Y detrás llegan las primeras cámaras de televisión... Más abrazos, brindis y cánticos del número, imitando el soniquete de los niños de San Ildefonso: "Sesenta y seis mil quinientos trece, cuatro milloooones de euuros", cantan al unísono residentes y trabajadores.

Ni Elena, ni Ángel, ni Jesús, responsables de la ruta de los ancianos del centro de día, piensan en dejar el trabajo. Para Elena las cuatro horas que dedica a la residencia son de lo mejor del día. Le suena el móvil y grita: "Veis, veis, os he dado suerte, sí, sí, sí". Jesús y Ángel hablan de cómo invertirán las ganancias y no se sienten millonarios. Uno propone comprar pisos y ponerlos en alquiler. "Dos pisos a 150.000 euros y con el resto, 20.000, me quito hipoteca". "Pues yo pago el coche, que tiene dos años, todo entero hoy mismo", contesta el otro.

Es justo la hora del almuerzo, pero solo cuatro abuelos se han sentado en un comedor con aforo para cien. Tal vez sean esos residentes que no compraron lotería este año, que los hay, aunque son la excepción. Las trabajadoras aseguran que las personas mayores se gastan mucho dinero en busca de la suerte. Una empleada, Cristina, admite que en la vorágine del día se ha cruzado con un compañero y con un anciano que no habían comprado el Gordo. "Hombre, lamentan no llevar nada, pero nos repiten que se alegran mucho por todos".

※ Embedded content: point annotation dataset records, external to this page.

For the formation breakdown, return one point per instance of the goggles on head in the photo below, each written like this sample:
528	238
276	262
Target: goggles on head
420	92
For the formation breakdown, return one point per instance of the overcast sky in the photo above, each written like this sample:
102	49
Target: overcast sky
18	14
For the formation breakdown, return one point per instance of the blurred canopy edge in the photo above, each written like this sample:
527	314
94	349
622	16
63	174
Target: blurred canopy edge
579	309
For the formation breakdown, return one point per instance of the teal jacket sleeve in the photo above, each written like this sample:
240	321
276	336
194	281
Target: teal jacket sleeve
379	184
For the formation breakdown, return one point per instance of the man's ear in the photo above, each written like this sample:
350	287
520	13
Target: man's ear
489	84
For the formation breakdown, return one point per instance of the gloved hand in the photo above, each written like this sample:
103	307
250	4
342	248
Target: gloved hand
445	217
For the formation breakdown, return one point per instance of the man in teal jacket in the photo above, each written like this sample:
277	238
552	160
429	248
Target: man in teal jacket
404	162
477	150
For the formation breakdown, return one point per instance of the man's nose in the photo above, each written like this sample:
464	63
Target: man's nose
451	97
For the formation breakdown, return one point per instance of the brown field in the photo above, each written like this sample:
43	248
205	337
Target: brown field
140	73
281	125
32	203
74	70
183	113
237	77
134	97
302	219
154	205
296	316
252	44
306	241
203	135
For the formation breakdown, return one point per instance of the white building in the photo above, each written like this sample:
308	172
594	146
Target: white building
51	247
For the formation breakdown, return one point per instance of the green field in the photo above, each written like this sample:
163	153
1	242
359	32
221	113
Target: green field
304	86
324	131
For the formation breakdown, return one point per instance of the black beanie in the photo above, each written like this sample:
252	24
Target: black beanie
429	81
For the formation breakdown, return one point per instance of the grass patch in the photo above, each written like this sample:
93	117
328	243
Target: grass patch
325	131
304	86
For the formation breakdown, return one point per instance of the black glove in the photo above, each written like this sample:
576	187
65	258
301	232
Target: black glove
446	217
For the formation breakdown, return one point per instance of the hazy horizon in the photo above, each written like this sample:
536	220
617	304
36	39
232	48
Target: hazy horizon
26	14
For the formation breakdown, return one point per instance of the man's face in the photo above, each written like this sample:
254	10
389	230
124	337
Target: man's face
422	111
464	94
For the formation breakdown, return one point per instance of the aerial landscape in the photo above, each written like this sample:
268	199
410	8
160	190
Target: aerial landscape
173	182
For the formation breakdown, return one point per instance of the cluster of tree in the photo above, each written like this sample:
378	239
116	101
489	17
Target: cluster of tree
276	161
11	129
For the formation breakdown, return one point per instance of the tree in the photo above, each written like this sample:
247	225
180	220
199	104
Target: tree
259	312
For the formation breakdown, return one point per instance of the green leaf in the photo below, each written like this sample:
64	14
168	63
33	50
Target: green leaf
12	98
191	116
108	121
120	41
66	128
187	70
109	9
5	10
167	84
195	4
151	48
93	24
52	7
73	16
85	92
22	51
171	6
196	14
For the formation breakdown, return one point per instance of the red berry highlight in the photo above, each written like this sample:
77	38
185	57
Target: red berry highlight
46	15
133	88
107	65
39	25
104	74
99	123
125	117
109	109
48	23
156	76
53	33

Y luego están los residentes para los que el día de hoy pasará sin pena ni gloria, como el padre de una mujer que sale llorando de la residencia. "Sí me ha tocado, pero tengo otros motivos para llorar. Mi padre tiene demencia y lleva ocho meses aquí. Hoy no se ha enterado de nada".

En la acera de enfrente de la residencia, a escasos metros de la administración de lotería afortunada, al sol del invierno madrileño, charlan seis ancianos, vecinos de este barrio del sur de la capital. A ellos, como a la mayoría, no les ha tocado ni un euro. Quizás por eso miran con cierta pelusa hacia el otro lado de la calle.